In this post I'd like to promote the SSE 4.1 instruction set extension as it relates to the quantization loop I wrote about a few months ago. As you may recall, the modified code from ‘quantize_xrpow_lines" looked like this:
for(i=0; i < l; i++)
float x0 = xr[i] * istep;
int rx0 = (int)x0;
x0 += adj43[rx0];
ix[i] = (int)x0;
The function consumes about 10% of the run-time for constant bit-rate encoding. I had enabled compiler vectorization using "#pragma vector always" but the resulting SSE2 code didn't make a dent in the overall encode time.
The critical bottleneck with this loop is the "gather" or table-lookup sequence which demands individual reads from the adj43 array for each result. Our instruction set currently does not provide a method to execute such parallel loads, so each rx0 element must be extracted into a general purpose register (eax, ebx, etc.) to set up the loads and likewise each float value retrieved as adj43[rx0] must be packed back into an xmm register. The SSE2 form of this algorithm needs 22 total instructions to produce four results in one register.
My first crack at an SSE 4.1 version used the PEXTRD and INSERTPS instructions to tighten up the sequence in moving the data to and from the GPR's. This shortened the whole loop to 14 instructions, but oddly didn't improve performance by any measure. Breaking the function out into a micro-kernel testing jig actually showed that this version was slightly slower than the SSE2 code on a Nehalem 3.2 Ghz system.
So what happened? I understood this better after digging into the micro-op sequences used in decoding each instruction. Micro-ops are the RISC-like elements that combine to execute each x86 instruction inside the CPU execution pipeline. Naturally, I wanted to choose instructions that decode into shorter micro-op flows so the CPU could get by doing less work. Our CPU definition files showed that PEXTRD and INSERTPS decode to 2 and 3 micro-ops respectively. So, while I reduced instruction count at the externally-visible level, my SSE4.1 code actually increased the number of micro-ops from 25 to 26 for the whole loop.
Curiously, while I was inspecting the micro-op flows I noticed that EXTRACTPS and PINSRD each used one less micro-op than their counterparts noted above. The difference between PEXTRD and EXTRACTPS is mainly conceptual based on the data type, e.g. PEXTRD is for extracting 32-bit integers (DWORD's) and EXTRACTPS is for 32-bit floats (Packed Single-precision data). I intuitively chose PEXTRD and INSERTPS because the algorithm was extracting DWORD array indices and inserting floats. So why the extra micro-ops? In the extract case, I am not sure... However, the INSERTPS instructions does offer the added ability to select the input operand from another xmm register, so that explains why it uses one more shuffle micro-op than PINSRD.

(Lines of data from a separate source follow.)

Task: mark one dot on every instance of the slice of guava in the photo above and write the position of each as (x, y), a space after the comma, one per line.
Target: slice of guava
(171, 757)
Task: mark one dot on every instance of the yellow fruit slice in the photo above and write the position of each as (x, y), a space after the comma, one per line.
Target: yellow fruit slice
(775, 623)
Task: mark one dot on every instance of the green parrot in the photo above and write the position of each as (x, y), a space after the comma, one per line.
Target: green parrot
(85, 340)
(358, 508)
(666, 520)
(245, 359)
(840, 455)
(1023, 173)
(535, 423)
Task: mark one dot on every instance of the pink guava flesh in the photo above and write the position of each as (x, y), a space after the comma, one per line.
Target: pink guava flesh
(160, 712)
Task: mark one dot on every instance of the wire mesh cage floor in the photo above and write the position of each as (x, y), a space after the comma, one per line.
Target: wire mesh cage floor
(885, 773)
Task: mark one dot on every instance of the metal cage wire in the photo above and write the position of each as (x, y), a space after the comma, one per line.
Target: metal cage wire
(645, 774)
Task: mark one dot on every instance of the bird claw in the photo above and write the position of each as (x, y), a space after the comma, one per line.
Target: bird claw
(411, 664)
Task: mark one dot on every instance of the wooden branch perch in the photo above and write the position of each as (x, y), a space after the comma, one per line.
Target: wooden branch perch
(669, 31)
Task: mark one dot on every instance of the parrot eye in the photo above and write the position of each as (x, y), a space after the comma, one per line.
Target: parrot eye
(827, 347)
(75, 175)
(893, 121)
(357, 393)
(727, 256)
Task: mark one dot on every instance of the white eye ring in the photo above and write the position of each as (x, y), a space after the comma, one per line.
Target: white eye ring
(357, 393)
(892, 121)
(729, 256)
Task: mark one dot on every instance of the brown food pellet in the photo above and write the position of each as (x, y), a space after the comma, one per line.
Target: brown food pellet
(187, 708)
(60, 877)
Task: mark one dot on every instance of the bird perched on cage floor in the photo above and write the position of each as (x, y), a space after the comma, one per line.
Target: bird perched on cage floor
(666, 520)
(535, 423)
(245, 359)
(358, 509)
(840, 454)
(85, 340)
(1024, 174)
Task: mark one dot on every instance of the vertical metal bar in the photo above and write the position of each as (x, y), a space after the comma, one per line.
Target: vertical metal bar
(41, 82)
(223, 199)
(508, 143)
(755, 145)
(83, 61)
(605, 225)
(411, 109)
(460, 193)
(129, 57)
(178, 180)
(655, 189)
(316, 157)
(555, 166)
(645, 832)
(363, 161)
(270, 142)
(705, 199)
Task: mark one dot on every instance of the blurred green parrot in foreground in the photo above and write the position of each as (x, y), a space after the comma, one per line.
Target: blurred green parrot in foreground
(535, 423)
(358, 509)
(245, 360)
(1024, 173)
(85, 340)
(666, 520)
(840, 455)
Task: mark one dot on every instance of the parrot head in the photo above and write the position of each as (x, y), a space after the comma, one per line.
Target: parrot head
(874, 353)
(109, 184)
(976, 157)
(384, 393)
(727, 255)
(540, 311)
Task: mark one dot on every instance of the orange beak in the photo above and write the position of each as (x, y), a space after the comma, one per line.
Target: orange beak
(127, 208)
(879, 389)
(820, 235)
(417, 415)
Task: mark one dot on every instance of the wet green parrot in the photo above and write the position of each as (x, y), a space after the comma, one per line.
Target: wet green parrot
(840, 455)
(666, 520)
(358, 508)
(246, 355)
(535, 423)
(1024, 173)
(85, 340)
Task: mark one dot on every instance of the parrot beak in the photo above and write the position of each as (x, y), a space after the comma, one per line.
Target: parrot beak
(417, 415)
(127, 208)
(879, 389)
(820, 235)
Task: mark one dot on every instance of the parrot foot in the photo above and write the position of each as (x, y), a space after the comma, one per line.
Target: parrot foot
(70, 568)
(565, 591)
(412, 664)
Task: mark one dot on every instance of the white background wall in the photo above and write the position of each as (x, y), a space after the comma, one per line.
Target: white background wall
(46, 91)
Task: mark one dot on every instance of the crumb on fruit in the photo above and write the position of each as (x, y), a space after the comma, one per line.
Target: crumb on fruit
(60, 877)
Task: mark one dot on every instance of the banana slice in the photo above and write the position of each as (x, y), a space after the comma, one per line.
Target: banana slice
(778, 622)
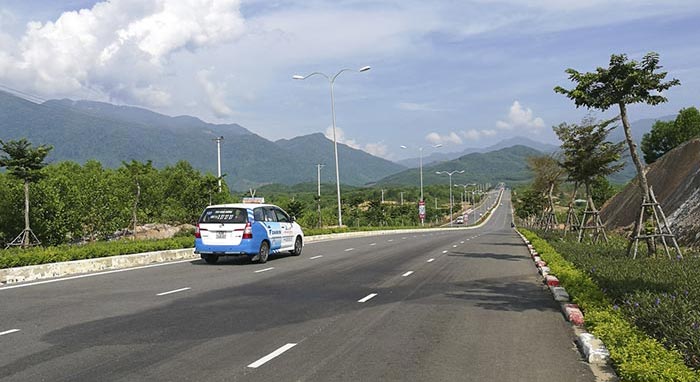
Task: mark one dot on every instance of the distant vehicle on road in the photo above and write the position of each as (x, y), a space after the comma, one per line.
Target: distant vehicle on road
(255, 230)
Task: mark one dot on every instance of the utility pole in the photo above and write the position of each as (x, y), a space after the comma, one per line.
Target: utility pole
(218, 158)
(318, 196)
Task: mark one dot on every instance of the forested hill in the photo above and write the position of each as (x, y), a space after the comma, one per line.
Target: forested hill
(83, 130)
(505, 165)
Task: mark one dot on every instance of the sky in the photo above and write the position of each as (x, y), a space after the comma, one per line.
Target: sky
(462, 73)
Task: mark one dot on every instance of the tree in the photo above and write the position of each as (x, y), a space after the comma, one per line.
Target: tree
(588, 156)
(24, 162)
(548, 176)
(665, 136)
(624, 82)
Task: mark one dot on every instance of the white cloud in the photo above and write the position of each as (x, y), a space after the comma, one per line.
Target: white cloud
(118, 47)
(411, 106)
(215, 94)
(521, 119)
(435, 138)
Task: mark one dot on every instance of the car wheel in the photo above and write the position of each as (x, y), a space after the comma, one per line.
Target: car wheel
(298, 246)
(264, 252)
(211, 259)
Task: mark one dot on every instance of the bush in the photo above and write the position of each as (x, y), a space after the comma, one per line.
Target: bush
(635, 355)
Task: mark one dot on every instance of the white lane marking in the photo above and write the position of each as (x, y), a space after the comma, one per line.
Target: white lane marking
(9, 332)
(368, 297)
(271, 356)
(174, 291)
(96, 274)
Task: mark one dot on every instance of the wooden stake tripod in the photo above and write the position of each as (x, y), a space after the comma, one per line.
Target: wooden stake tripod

Another factor to consider is port bindings. Each micro-op can only be dispatched on a certain subset of the ports (0-5 on Nehalem) and each port is limited to dispatching one operation per cycle (try Googling "Nehalem block diagram" for a good visual). My initial SSE4.1 loop was bound by having seven micro-ops that map to Port 0, so it had an ideal throughput of 7 cycles. To figure this out I listed all 26 micro-ops and tried to arrange the port mappings so they would be spread as evenly as possible over all ports. It sounds complex but some people here can do it in their head... for almost any piece of code... on any CPU from the 1995 Pentium Pro out to what we are designing for 2013. (In a similar fashion I often proof-read these blog posts over and over trying to figure out how I can reduce the number of words... but I'm not going to do that today ).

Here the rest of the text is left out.